A lot of what you see on social media is beautiful people with acne-free skin and glowy cheekbones. We all envy their entire existence as they get to walk around this earth never having to pop a pimple and get away with no dark spots.
Their secret, they say: just drink water. But you could be drinking gallons and gallons of water and still see no results. There's more to it than just that.
I've spent copious amounts of time on skincare Twitter to know that my own skincare routine was flawed. But I'm working on it, as should you.

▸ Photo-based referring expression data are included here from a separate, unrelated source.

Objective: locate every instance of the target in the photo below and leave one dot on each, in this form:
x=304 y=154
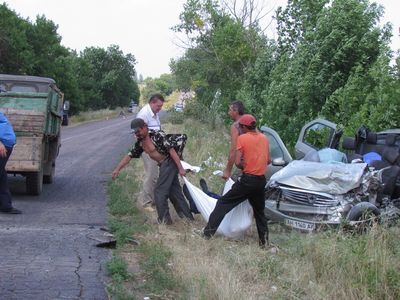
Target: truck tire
x=47 y=179
x=34 y=183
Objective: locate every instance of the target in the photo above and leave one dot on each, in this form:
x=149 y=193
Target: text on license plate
x=300 y=225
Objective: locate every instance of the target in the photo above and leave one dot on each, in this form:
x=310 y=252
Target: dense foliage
x=330 y=59
x=96 y=78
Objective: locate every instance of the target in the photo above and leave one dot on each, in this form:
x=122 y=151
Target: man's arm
x=124 y=161
x=177 y=161
x=232 y=151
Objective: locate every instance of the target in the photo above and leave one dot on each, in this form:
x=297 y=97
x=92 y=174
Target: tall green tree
x=221 y=48
x=318 y=55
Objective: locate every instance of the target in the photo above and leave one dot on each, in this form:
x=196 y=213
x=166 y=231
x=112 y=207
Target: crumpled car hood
x=321 y=177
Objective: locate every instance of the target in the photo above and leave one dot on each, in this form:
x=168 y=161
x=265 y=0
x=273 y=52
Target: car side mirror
x=279 y=162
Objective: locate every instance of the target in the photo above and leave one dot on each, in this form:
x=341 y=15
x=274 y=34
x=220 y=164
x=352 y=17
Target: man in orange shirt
x=252 y=156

Starting fresh with a brand new routines starts off with knowing what kind of skin you have. Do you have sensitive skin? Or maybe oily skin, dry skin, or a combination of all of these?
It's also best to treat your skin one problem at a time. Trying to find one product to magically fix all the tears and hyperpigmentation in one use is just not realistic. And not safe, either. Drinking water can help, but your skin is the last part of your body to absorb all of that hydration you're giving it.
I mentioned throwing away your exfoliating scrubs earlier. And I meant that.
Sure, the scrub may make your face look clean and clear, but the prolonged use of scrubs and the microbeads in them can cause micro-tears in the skin. Using these scrubs makes your skin sensitive and "post-inflammatory hyperpigmentation will come eventually with consistent usage" according to esthetician and makeup artist Tiara (@MakeupForWOC on all social media platforms).
Tiara does not recommend the use of physical scrubs when it comes to exfoliating. You're better off using a chemical peel that gently exfoliates the skin after consistent use. But make sure you do your research when it comes to chemical peels. Tiara also takes clients at her Connecticut spa in Stamford, which you should definitely book her if you're in the area!
Another key thing I'd like to highlight is the amount of time you're using to cleanse your face. Champion esthetician Nayamka Roberts-Smith, also known as @LABeautyologist, says "cleansing your face (with your fingers) for 60 seconds allows the ingredients in the cleanser to actually work. Most people wash their face for like 15 seconds max."
Using your fingers "softens the skin and dissolves sebum blockages better. Texture & overall evenness improves."
Skincare can be scary, and sometimes expensive too. But once you start fresh and do the proper research, your skin will thank you. And hopefully, you'll thank me, too.